With a few quick flourishes,
 
Mayor Toni Harp signed off on a
 
city resolution that urges the
 
state to pass laws protecting its
 
40,000 domestic workers.

 

 She was joined in City Hall by four domestic workers, their advocates, and Alders Darryl Brackeen, Richard Furlow and Andrea Jackson-Brooks, who drafted and supported the Board of Alders Resolution. The resolution will head next to the Connecticut General Assembly, urging delegates to pass laws that offer domestic workers labor protection, sick days and workers’ compensation.

After domestic workers testified before the Human Services Committee of the Board of Alders in early March, the committee voted to support the proposal. Though politicians have been working on this issue for years, this is the first time that a “major city like New Haven had these discussions and passed these types of resolutions” in Connecticut, Brackeen said. “It’s a big deal.”

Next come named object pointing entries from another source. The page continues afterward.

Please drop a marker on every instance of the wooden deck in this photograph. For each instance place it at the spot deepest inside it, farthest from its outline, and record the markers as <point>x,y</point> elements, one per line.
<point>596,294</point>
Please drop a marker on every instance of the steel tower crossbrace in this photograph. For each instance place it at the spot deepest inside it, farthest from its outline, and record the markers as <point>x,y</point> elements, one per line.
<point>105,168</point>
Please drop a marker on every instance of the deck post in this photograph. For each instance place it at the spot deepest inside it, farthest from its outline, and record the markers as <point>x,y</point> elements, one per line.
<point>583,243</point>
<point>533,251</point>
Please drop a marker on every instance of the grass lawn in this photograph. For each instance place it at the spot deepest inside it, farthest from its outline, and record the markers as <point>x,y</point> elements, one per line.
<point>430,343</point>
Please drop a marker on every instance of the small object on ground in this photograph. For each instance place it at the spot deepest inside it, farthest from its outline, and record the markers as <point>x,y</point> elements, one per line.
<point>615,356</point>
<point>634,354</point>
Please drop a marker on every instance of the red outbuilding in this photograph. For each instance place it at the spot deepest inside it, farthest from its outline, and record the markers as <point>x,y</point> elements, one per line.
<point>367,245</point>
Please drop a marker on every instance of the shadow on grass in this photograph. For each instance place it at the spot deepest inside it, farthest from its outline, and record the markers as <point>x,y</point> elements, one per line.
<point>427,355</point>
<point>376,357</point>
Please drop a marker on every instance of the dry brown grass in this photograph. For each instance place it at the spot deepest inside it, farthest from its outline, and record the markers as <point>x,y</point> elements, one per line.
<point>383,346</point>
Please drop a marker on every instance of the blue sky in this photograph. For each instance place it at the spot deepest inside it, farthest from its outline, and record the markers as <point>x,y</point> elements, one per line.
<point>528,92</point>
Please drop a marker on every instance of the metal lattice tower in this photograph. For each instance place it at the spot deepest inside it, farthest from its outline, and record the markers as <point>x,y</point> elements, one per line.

As baby boomers continue to age, domestic workers will be more and more in demand, Mayor Harp said, and should have access to legal protection. They are an “essential part of the aging equation,” she said.

 

Connecticut would be the fifth
 
state to pass a domestic worker
 
bill of rights, after
 
Massachusetts, New York,
 
Hawaii and California. “Slavery
 
is over and we have to make
 
sure that is reflected in our labor
 
laws,” said Natalicia Tracy, the
 
executive director of the
 
Brazilian Workers’ Center.

 

Domestic workers, largely low-income, immigrant women of color, are having trouble providing for their families, while they “help us with our daily issues,” Tracy said.